By Bob Steenson, bsteenson@charlescitypress.com

An idea that began almost five years ago took a major step forward Tuesday afternoon as a gazebo was installed in a Charles City memorial garden.

The small park along the Cedar River began as an idea by Jill Connell of Charles City, who started the St. John’s Parent Support Group for families of children who have died.

She said she wanted a place of peace and solace for all grieving parents, whether they were members of the St. John’s group or not.

“Unfortunately, the last year has seen one of the biggest increases in parents who need this because there have been so many deaths in the last year,” Connell said.
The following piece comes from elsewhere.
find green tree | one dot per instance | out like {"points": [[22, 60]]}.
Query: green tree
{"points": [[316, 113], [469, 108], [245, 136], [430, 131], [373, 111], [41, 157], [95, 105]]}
Connell had started a similar group in Missouri after losing a son, Ryan, in childbirth in 1997.

Ryan’s identical twin, Regan, 19, now a student at North Iowa Area Community College, was part of a small group at the park Tuesday to watch the gazebo get unloaded and installed.

Connell said the group had wanted to get the gazebo installed soon after the death of Logan Luft stirred the community, but the company that built it, Woodtex of Nashville, Tennessee, was unable to deliver it to Iowa.
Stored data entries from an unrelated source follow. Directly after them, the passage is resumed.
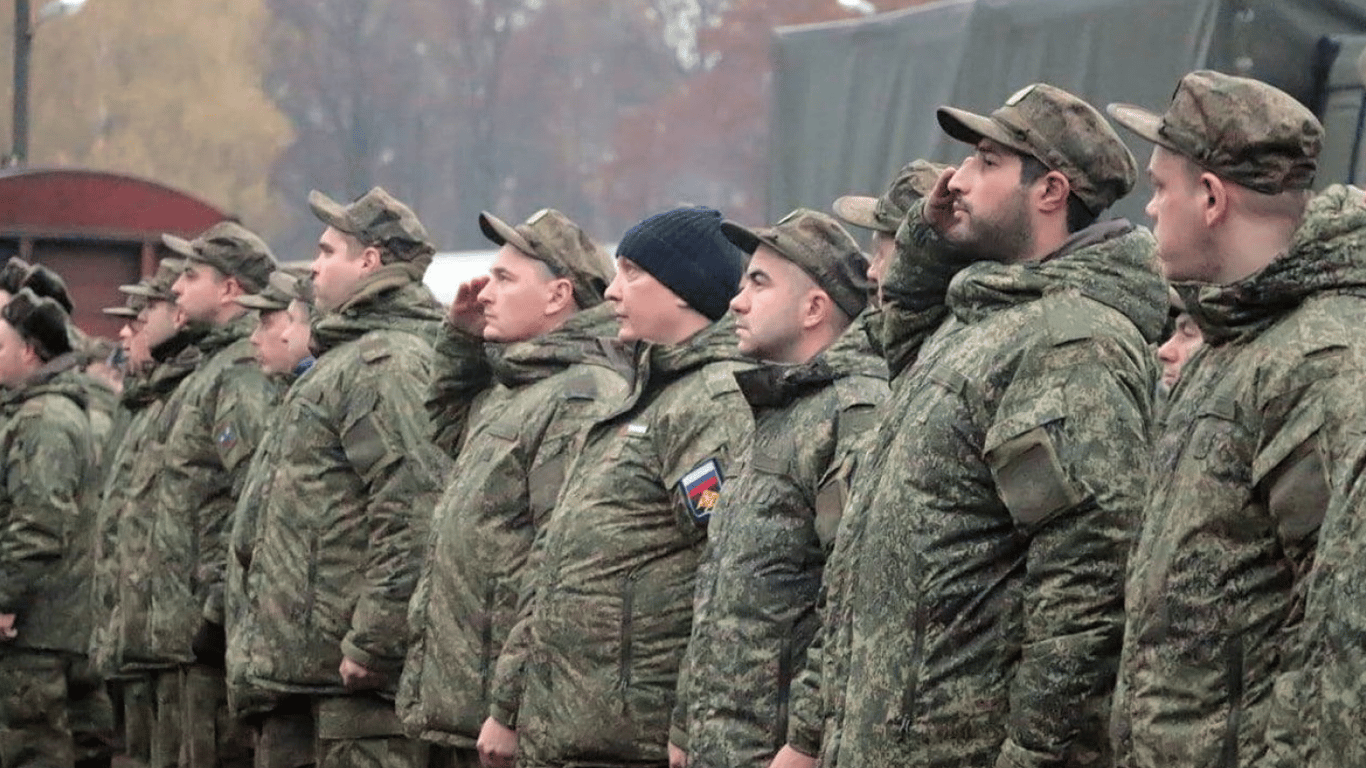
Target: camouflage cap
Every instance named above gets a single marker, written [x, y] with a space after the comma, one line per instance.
[551, 238]
[18, 273]
[885, 213]
[159, 286]
[231, 249]
[1059, 130]
[130, 309]
[1238, 129]
[40, 321]
[376, 219]
[283, 287]
[820, 246]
Woodtex found another company, Country Barn Construction of Belvidere, Tennessee, to deliver the gazebo, and Woodtex paid the transportation costs, Connell said.

Preston Kanagy of Country Barn Construction, who single-handedly delivered, unloaded and installed the gazebo, said this is the farthest he has gone on a delivery, adding it was more than 800 miles one way.

Kanagy said he has been delivering and installing sheds, barns, gazebos and other outdoor structures for about 14½ years, and his experience and skill showed.

Using a special trailer with a bed that extended and retracted, tilted and even moved side to side, he positioned the gazebo perfectly on the stone pad, rotated it to align the doorway with the path, then drilled anchor bolts into the stone.

“That was one of my requirements, that it be attached,” Connell said. “This area floods and we didn’t want it getting washed away.”

The park is located in an area on the northeast corner of the intersection of Gilbert and Brantingham streets, across the highway from Ace Hardware.

Connell began pushing the idea for the park in 2012. The memory garden location was suggested by Steve Lindaman of the city Park and Recreation Department. Jeff Otto of Otto’s Oasis did the design work for the park, including a stone-paved path leading to the round stone pad where the gazebo was placed. Matt DeBoest of DeBoest Concrete did the concrete work, Connell said.

Flowers in the memory garden were donated and Connell does most of the regular maintenance. The gazebo’s cost was about $5,400, she said, and funds were raised through the St. John’s Parent Support Group and community donations.